The two Japanese elements were prepared by a variety of Japanese contractors. NASA helped after the hardware arrived here, but the bulk of the work was done by the Japanese space agency and their contractors here in Florida. Now, the work on these two elements began many, many years ago. Unfortunately due to a series of delays, this hardware has been on the ground for quite some time. So the work really has been spanning almost a 10-year period getting these two Japanese elements ready for launch.

ISS mission 2JA, or STS-127, marks the conclusion of the assembly of the Kibo Japanese Experiment Module. There are three permanent, large pieces of Kibo. This mission is carrying up the last piece -- the Exposed Facility -- that will stay behind as a permanent piece of the International Space Station.
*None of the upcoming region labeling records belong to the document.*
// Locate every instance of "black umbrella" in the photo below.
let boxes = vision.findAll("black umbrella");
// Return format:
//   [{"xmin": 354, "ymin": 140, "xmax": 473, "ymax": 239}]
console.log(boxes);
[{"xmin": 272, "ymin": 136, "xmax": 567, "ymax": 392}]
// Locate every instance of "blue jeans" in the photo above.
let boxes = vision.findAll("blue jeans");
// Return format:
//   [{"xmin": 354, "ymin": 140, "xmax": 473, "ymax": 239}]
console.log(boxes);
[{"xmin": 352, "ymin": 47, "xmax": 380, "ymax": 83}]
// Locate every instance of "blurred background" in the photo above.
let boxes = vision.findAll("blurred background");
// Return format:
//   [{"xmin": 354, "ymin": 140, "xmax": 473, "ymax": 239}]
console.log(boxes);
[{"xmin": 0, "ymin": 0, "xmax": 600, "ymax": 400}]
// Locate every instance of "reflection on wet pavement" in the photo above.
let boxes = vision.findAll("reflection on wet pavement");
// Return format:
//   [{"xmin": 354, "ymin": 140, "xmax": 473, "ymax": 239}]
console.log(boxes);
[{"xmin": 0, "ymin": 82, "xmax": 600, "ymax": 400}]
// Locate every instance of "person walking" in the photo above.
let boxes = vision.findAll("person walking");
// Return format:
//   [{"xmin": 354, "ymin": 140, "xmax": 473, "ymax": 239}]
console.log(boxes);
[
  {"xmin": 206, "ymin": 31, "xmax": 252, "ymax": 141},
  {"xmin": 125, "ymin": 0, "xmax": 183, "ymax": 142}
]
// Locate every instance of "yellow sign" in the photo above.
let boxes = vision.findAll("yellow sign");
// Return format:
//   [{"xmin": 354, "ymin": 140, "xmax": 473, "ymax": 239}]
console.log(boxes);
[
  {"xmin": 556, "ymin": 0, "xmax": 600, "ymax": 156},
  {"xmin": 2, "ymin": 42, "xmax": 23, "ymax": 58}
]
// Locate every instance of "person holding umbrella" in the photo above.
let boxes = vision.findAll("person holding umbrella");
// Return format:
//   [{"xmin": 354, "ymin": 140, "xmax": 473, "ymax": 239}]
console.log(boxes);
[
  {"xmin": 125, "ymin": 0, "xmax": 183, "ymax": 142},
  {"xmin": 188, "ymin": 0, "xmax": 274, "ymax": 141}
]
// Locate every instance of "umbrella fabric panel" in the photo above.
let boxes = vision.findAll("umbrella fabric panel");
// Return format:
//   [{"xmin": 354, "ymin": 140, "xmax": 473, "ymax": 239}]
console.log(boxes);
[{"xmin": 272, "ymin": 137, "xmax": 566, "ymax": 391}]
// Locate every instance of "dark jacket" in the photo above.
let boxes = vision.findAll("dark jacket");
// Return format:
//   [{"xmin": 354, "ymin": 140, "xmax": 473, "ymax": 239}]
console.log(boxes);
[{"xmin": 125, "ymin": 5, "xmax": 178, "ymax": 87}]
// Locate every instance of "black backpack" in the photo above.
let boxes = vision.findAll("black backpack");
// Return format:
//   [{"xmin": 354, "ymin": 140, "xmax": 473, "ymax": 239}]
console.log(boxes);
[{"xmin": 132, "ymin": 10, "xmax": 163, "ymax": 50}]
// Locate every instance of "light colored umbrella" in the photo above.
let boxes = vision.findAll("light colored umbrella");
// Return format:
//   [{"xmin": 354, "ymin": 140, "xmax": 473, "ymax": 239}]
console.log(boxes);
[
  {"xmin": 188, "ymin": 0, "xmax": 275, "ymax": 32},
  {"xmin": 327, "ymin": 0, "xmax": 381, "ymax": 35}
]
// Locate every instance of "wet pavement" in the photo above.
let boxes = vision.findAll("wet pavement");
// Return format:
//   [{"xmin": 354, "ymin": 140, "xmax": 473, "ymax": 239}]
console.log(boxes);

Damon Talley/NASA's Digital Learning Network Coordinator: Thanks, Scott, for taking the time to describe Endeavour's mission and payload to us.

Now, I'd like you to meet the dedicated astronauts who will take part in this demanding mission. Mark Polansky will command Endeavour, and Doug Hurley will serve as the pilot. Mission specialists are Christopher Cassidy, Tom Marshburn, Dave Wolf, Tim Kopra and Canadian Space Agency astronaut Julie Payette.

The mission will deliver Kopra to the station as Expedition 19 flight engineer and science officer and return Japan Aerospace Exploration Agency astronaut Koichi Wakata to Earth.

Hurley, Cassidy, Marshburn and Kopra will be making their first trips into space.

And let's not forget about space shuttle Endeavour. It stood vigilant on Launch Pad 39B as a rescue vehicle during Atlantis' recent mission to upgrade NASA's Hubble Space Telescope. After Atlantis' safe return, Endeavour was rolled around to pad A atop one of NASA's enormous crawler-transporters to take top billing on the seaside launch pad.

With the Kibo elements safely secured in its cargo bay, Endeavour is now ready to set sail on its 23rd mission into space.

I hope you enjoyed today's webcast. Tune in to NASA TV for live launch coverage, or go to www.nasa.gov/shuttle and check out NASA's official Launch Blog. I'm Damon Talley. Thanks for joining us.